What started in 1938 as a 3,400-acre preserve for migratory birds has more than doubled, to about 12.5 square miles of marshy coastland and beach forever protected from development. The refuge now is larger than the Oceana Naval Air Station in Virginia Beach.

This year, Back Bay was one of only 28 wildlife refuges out of about 500 nationwide to get land-acquisition money. The refuge requested $1 million, but got $750,000.

“We compete with hundreds of other projects, and that’s the beauty, that Back Bay has been able to stand out,” said Molly Brown, president of Friends of Back Bay.

Most of the expansion has occurred since 1990.

Refuge manager Jared Brandwein said the parcels of land that the refuge purchases generally range from just a few acres to about 50 acres, with an assessor determining the value.

Miss Brown and Mr. Brandwein gave credit to U.S. Sen. John W. Warner, Virginia Republican and probably the refuge’s most influential friend in Washington, for winning some of its funding. But they also said a dedicated group of local residents keeps the expansion issue alive.

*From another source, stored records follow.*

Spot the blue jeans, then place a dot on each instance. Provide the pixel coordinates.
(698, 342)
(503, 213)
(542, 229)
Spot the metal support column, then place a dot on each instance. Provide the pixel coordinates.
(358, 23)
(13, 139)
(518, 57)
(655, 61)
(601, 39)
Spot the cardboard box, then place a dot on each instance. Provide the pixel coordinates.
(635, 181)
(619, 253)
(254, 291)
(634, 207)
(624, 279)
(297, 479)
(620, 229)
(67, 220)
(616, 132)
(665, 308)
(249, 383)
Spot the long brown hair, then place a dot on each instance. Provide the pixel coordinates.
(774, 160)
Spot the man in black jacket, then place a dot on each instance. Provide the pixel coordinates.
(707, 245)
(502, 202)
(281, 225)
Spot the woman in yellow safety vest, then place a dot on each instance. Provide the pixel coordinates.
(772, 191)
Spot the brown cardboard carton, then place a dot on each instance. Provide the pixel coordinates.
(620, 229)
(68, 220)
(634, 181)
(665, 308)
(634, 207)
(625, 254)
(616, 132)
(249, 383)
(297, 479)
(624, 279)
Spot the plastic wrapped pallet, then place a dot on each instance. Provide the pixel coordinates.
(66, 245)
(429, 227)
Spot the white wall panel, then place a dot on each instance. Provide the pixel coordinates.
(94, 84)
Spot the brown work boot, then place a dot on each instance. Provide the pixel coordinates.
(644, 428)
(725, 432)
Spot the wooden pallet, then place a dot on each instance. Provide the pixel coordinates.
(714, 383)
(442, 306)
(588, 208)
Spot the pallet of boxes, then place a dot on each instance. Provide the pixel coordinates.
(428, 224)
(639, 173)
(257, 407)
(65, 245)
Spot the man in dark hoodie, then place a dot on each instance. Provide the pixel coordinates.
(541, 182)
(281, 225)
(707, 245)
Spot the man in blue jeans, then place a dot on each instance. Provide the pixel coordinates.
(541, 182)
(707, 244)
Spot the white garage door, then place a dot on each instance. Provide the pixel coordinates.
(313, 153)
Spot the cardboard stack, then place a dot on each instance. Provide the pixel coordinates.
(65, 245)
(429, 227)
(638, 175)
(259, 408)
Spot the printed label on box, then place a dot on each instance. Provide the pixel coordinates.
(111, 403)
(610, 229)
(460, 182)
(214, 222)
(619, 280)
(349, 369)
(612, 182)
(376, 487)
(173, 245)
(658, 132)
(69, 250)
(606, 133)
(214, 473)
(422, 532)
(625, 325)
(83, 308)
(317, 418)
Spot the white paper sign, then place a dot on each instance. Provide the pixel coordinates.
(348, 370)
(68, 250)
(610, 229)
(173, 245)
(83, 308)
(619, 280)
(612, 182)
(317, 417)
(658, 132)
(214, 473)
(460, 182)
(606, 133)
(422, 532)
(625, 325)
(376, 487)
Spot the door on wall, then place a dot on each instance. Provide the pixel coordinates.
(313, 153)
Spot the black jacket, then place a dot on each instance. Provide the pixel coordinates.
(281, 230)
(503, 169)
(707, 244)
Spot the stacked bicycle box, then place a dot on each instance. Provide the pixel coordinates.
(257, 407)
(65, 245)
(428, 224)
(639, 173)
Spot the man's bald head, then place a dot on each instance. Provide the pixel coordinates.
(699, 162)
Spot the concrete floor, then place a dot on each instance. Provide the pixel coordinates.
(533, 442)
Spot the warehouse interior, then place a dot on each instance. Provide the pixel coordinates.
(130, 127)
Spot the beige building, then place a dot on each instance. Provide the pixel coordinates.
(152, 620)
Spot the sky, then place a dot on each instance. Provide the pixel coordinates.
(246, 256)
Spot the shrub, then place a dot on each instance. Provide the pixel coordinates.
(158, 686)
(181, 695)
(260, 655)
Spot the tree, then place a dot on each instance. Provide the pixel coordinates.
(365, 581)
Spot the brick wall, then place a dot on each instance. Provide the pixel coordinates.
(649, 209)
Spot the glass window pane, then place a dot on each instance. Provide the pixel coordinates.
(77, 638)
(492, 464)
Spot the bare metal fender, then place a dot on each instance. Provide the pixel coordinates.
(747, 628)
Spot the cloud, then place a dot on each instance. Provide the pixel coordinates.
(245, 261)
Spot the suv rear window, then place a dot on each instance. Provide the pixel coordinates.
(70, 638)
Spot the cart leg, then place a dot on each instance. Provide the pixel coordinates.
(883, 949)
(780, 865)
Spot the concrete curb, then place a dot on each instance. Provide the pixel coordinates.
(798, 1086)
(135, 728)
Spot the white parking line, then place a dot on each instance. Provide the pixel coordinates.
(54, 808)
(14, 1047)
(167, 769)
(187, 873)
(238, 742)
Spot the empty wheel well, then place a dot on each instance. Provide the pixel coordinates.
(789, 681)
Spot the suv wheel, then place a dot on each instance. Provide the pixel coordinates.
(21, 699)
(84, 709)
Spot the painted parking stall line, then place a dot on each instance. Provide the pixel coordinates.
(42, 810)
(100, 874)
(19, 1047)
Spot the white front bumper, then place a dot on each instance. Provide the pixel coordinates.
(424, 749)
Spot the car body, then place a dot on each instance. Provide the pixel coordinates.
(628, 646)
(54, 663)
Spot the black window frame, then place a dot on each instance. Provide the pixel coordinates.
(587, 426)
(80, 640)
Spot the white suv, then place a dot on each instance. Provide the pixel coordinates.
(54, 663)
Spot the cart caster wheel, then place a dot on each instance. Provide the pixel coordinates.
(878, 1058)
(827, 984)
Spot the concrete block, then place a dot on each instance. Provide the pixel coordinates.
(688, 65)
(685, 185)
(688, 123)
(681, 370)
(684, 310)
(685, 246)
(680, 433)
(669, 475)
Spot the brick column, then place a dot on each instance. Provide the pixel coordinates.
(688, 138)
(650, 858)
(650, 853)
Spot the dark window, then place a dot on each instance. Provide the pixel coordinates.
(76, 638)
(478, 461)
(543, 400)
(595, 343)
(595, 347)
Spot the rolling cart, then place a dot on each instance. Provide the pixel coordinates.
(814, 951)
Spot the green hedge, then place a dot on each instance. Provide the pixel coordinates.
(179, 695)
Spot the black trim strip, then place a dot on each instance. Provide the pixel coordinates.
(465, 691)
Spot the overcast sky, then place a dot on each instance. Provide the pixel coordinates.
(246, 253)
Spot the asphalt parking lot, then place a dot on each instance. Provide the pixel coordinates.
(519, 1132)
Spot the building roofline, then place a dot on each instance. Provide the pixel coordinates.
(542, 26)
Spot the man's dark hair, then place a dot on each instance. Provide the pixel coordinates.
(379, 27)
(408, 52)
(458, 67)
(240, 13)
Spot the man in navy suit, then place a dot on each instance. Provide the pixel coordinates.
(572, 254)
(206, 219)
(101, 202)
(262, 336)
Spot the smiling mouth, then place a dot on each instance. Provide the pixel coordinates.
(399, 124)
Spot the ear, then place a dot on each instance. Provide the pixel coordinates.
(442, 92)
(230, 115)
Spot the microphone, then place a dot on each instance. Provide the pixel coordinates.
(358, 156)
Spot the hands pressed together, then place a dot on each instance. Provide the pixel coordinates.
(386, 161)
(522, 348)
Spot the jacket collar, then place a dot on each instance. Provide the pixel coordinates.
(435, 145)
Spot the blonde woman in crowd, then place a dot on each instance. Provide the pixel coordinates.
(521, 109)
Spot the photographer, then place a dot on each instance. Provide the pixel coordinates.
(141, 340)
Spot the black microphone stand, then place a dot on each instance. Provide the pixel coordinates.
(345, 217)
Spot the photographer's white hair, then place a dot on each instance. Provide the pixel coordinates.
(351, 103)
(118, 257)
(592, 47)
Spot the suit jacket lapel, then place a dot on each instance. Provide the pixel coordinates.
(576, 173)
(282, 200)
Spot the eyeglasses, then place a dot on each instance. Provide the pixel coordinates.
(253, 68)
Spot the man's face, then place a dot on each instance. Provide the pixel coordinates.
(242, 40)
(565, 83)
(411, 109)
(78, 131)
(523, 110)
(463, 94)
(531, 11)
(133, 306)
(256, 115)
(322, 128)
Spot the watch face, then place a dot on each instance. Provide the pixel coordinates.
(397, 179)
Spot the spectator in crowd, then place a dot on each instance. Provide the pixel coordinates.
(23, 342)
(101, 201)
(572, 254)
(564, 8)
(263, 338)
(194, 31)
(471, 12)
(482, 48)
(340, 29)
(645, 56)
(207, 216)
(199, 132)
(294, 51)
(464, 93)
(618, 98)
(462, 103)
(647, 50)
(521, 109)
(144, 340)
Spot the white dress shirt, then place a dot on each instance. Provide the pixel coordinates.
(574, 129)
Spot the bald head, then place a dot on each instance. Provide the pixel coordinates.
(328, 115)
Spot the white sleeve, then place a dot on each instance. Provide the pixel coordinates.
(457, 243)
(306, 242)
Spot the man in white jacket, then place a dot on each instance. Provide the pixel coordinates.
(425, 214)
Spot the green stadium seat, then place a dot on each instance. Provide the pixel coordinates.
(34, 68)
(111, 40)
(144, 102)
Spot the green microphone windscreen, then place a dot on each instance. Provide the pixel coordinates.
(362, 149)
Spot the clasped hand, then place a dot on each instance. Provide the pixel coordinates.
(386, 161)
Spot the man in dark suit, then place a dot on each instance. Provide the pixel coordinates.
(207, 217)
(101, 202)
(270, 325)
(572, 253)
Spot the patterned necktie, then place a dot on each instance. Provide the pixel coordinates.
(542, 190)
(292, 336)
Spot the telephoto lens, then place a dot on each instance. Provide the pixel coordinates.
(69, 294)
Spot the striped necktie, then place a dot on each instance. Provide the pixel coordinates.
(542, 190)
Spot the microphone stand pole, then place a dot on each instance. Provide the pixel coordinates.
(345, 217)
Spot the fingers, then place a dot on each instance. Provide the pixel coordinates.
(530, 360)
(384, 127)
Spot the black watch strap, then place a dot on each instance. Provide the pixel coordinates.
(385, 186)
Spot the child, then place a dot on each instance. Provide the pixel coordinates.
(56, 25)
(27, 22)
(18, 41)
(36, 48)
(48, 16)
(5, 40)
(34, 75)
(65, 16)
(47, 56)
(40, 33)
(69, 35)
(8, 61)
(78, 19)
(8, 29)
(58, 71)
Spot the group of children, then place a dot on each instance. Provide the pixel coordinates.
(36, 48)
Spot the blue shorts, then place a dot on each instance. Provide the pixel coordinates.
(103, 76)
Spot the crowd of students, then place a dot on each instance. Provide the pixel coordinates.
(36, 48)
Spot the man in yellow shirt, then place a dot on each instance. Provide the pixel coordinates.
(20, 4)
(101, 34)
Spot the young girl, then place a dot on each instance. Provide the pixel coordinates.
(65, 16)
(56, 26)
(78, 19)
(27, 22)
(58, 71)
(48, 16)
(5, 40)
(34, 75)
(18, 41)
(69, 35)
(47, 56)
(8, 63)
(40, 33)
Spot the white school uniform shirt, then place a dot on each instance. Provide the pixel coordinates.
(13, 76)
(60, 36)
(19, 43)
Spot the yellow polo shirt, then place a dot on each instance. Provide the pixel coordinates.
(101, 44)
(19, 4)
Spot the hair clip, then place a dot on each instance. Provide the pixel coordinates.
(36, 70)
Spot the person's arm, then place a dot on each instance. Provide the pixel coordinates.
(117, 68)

The biggest beneficiaries of the refuge are migrating birds that pass through on their continental journeys twice a year. But other creatures benefit, too. Endangered sea turtles nest on the refuge’s darkened beaches south of Sandbridge, and a pair of bald eagles roam the sky above the refuge.

Though protected from development, refuge land is managed intensively by the U.S. Fish and Wildlife Service. The refuge doesn’t include the bay waters, where waterfowl hunting is prohibited, but it encompasses the islands within the bay.

Along the narrow strip of land that connects Sandbridge and False Cape State Park, refuge biologists use dikes to manipulate water levels in a series of shallow pools.

Those areas, closed to the public at times, attract various species.

This time of year, ducks and geese are most numerous. About 10,000 snow geese stop annually.

The expansion began in the late 1980s, when the Fish and Wildlife Service proposed buying more than 6,000 acres near the refuge.

Miss Brown, who has testified before congressional subcommittees for years about the expansion, estimates that Congress has allocated more than $20 million for the project in the past 15 years.